Another pre-salt project that got its final investment decision this year was an expansion of production at the Mero field, also in the Santos Basin, which is turning into a focal point for pre-salt oil development in Brazil.
The Mero field is operated by a consortium led by local Petrobras and involving Shell, TotalEnergies, CNPC, and CNOOC. The consortium already operates the Libra field, also in the Santos Basin. At Mero, the consortium already has three floating production, storage, and offloading vessels in operation at the field, each with a daily capacity of 180,000 bpd.
Meanwhile, further to the north, BHP recently announced plans to spend $544 million on developing the Shenzi North oil field in the Gulf of Mexico, eyeing daily production of 30,000 barrels of crude. The company also said it would move forward with the Trion project, also in Mexican waters, to the design and engineering phase. BHP’s partner in Shenzi North, Repsol, is set to make the final investment decision on the project later this year.
Shell is also doubling down on the Gulf of Mexico. In July, the Anglo-Dutch supermajor announced the final investment decision on the Whale deepwater project. The company boasted projected internal rates of return of over 25 percent thanks to what the company calls a simplified, cost-efficient host design.
The Whale field—Shell’s 12th deepwater project in the Gulf of Mexico—has estimated recoverable reserves of some 490 million barrels of oil equivalent.
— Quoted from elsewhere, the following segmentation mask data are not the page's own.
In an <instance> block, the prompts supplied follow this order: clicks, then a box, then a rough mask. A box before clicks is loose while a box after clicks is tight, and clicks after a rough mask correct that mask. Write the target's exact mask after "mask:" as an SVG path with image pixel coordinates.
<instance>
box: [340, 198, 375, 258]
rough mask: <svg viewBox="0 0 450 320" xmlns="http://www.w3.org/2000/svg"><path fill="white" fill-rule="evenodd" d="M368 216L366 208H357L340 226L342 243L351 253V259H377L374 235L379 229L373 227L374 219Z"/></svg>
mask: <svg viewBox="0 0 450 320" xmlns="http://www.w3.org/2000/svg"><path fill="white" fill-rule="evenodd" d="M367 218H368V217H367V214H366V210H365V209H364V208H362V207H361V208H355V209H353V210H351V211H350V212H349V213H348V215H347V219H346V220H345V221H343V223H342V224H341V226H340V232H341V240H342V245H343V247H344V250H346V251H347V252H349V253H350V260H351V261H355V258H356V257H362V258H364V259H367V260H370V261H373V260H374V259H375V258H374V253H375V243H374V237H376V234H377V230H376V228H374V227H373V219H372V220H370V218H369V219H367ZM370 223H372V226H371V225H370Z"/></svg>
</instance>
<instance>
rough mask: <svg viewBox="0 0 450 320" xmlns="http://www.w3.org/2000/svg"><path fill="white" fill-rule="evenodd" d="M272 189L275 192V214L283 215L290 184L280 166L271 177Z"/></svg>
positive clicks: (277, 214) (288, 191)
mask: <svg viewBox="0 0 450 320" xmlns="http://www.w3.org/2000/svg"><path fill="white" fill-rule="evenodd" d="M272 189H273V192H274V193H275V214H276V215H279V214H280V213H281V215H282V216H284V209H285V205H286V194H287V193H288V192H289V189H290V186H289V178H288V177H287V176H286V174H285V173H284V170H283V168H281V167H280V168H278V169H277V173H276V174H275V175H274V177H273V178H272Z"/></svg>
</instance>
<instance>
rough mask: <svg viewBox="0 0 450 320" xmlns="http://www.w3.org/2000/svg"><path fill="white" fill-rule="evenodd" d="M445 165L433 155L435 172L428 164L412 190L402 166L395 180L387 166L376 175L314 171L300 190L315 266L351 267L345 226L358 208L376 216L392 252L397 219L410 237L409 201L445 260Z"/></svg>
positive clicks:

Peak production is seen at 100,000 bpd, with commercial production set to begin in 2024.
As companies made FID after FID on new oil and gas projects, noting their low-carbon footprint and low cost, Exxon continued discovering oil offshore Guyana. The Whiptail-1 well produced oil last month, and a second well is currently being drilled in the area. Exxon expects to have t least six operating wells in the Stabroek Block by 2027, with a potential for another four.
In Africa, meanwhile, Namibia has emerged as a new hot spot in oil, with a discovery made earlier this year by a junior energy company. Soon after beginning exploratory drilling, the company, ReconAfrica, announced the discovery could hold as much as 31 billion barrels of crude. It is still early days, but there’s already talk about the latest country to join the oil club.
Namibia is also a rare case these days, with its discovery made onshore. Offshore seems to rule right now, with most of the new oil being found or developed across the world lying underwater. According to Westwood, offshore activity during the first half of the year was up by 60 percent on the year – a clear sign oil and gas were on a strong rebound despite the clouds looming on the horizon from the energy transition.